Innovation Applications: Emerging approaches including virtual reality for empathy development, mobile apps for support access, and community platforms for engagement while enhancing traditional prevention methods throughout modern crime prevention innovation.
Conclusion
This Band 9 sample demonstrates the analytical sophistication, language mastery, and comprehensive understanding required for highest-level performance in crime Two-Part Questions.
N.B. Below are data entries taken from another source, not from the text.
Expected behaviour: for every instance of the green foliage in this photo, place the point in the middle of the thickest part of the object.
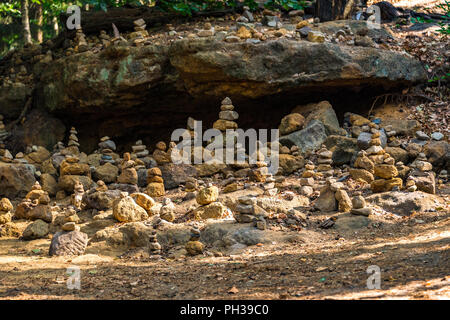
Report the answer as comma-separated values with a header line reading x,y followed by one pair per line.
x,y
445,28
285,4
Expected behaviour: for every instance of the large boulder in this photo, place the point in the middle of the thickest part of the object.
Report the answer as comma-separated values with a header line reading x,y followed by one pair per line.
x,y
119,81
15,180
324,112
309,139
404,203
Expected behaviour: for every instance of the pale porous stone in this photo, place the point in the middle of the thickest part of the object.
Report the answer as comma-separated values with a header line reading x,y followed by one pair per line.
x,y
68,243
207,195
127,210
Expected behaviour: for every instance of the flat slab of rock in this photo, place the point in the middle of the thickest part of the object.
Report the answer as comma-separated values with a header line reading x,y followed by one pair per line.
x,y
404,203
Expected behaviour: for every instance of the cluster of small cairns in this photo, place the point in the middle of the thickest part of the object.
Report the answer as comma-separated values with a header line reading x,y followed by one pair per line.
x,y
155,182
248,211
6,209
154,246
107,148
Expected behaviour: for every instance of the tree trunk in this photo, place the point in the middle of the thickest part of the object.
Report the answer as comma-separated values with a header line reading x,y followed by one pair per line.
x,y
328,10
40,21
26,22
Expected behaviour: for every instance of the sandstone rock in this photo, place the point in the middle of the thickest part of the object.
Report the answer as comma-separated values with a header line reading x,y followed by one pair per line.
x,y
128,176
194,248
207,195
67,182
326,201
425,182
362,212
5,205
155,189
290,123
386,171
68,243
143,200
15,180
383,185
126,210
42,212
49,184
36,230
107,173
310,138
101,200
289,164
361,174
403,203
175,175
399,154
214,210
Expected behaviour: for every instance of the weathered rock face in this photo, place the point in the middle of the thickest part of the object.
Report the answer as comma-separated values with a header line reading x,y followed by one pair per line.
x,y
115,87
15,180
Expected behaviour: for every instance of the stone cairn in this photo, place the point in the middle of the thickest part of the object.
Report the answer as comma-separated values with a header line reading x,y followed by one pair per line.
x,y
72,170
160,155
386,172
155,183
77,196
139,153
128,177
70,220
80,38
167,211
194,246
325,161
106,148
35,205
333,197
5,211
227,117
359,205
139,36
73,141
422,175
5,155
307,179
248,211
154,247
209,208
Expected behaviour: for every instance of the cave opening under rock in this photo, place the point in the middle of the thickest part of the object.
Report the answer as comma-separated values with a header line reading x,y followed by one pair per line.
x,y
156,118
Success requires integrating criminological theory with practical policy awareness while maintaining balanced perspective and sophisticated language deployment throughout complex analytical development.
Crime topics provide exceptional opportunities for demonstrating analytical excellence, policy understanding, and social awareness while showcasing advanced language capability and comprehensive knowledge essential for Band 9 achievement in IELTS Writing Task 2 Two-Part Questions.
Remember that achieving Band 9 in crime topics requires sustained preparation, comprehensive knowledge development, and sophisticated analytical capability while maintaining practical awareness and balanced reasoning throughout complex criminological examination requiring exceptional preparation and skill development.
Through systematic study of Band 9 samples and comprehensive analytical framework development, candidates can achieve exceptional scoring while demonstrating sophisticated understanding of contemporary crime challenges and prevention solutions requiring advanced preparation and comprehensive skill development throughout IELTS examination preparation.